Democrats gleefully use every trick in the book to hold on to political power.  In the recent presidential election, when it looked as though Hillary Clinton had a firewall of states that would ensure her victory in the Electoral College, no matter the result of the popular vote, no Democrats were offering to give Trump the election if he won the popular vote but lost the electoral vote. 

While Democrats have used the federal government to suppress the states in Flyover Country and insisted all the time that Washington, not state governments, ought to be the source of all real political power, California's Governor Jerry Brown was not brazenly talking of exercising states' rights to defy the federal government, and no California Democrats were demanding that states unhappy with Washington have the right to secede.

Now the despicable Eric Holder has been tapped to lead a constitutional challenge to the configuration of state legislative and congressional districts.  Here, again, the complete hypocrisy of Democrats is astounding.  When Illinois state legislative districts were drawn after the 2000 Census, State Senator Obama drew his own district boundaries to ensure his easy re-election, and so much for concern about gerrymandering.

But the Democrats utterly abused the power to draw state legislative districts, and through that power congressional districts, for more than a century, giving Democrats control of the House of Representatives even when most Americans were voting for Republican congressional candidates. 

Republicans for decades called for reform of the redistricting process and were laughed at by Democrats, who grasped how easily they could control government if they could always draw state legislative districts (which, in turn, meant that state legislative districts after reapportionment would be drawn by Democrats as well) and then draw congressional districts. 

Republican Congresses in post-Civil War era repeatedly passed federal statutes to require that congressional districts be "contiguous and compact territories containing as nearly as practicable an equal number of inhabitants[.]"

Democrats opposed these laws and succeeded, finally, in having the Supreme Court interpret the last such statute as not binding state legislatures.  The hyper-partisan advantage that Democrats held in drawing state and federal legislative districts reached its nadir in the 1980s.  Then two factors changed everything. 

First, the greed of black Democrat politicians whose whole existence is tied to political power sought and obtained racially gerrymandered districts explicitly designed to ensure that only black state legislators and congressmen could be elected from those districts.  That reduced the number of reliably Democrat voters for the non-black legislative districts and created an obstacle within the Democrat Party to making districts competitive.
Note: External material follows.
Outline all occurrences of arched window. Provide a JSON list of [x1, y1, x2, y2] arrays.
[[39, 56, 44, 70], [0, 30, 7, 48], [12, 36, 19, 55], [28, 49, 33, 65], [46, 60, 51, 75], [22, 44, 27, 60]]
Second, Republicans, in the 1994 Gingrich landslide, which, for the first time, reached down to state legislative and secondary statewide elective offices, made dramatic gains in state legislative seats.  In 1990, Republicans controlled six state legislatures and split control of 15 state legislatures.  After the 1994 elections, Republicans controlled 17 state legislatures and divided control for 12 other states.  Republicans held onto these gains in the 1996, 1998, and 2000 elections in which Democrats did well nationally.

What that meant was that the state legislative and congressional districts drawn after the 2000 Census were, for the first time in modern history, largely drawn by Republicans, who turned the tables on Democrats by drawing districts to maximize the number of Republicans elected to the House and to state legislatures.

Democrats gained some of that muscle back when Obama won in 2008, but the price of his hubris and unpopularity hit Democrats in 2010 like a sledgehammer in state legislative elections so that when Obama won re-election in 2012, his party lost even more clout in state legislatures, in districts drawn even more favorably to Republicans.  This power to draw congressional districts, as well as state legislative districts, has also made the Republican hold on the House almost impregnable. 

Democrats are now learning what Republicans learned when Democrats drew all the districts: incumbent members of the party that already controls a legislative chamber become almost unbeatable through control of committees, constituent service, and accumulated war chests. 

Information technology advances now allow district boundaries to be drawn more efficiently, so Republican control of state legislatures will grow.  Because state legislatures are the proving ground for a party's future leaders – if these legislators belong to the party in control – Democrats are watching their  party shrivel and die, as few aspiring politicians will enter political life running to be the minority party member in a state legislative chamber. 

There is a haunting warning from the Book of Hosea: "For they have sown the wind, and they shall reap the whirlwind."  I would suggest that Democrats read and inwardly digest that caution from God.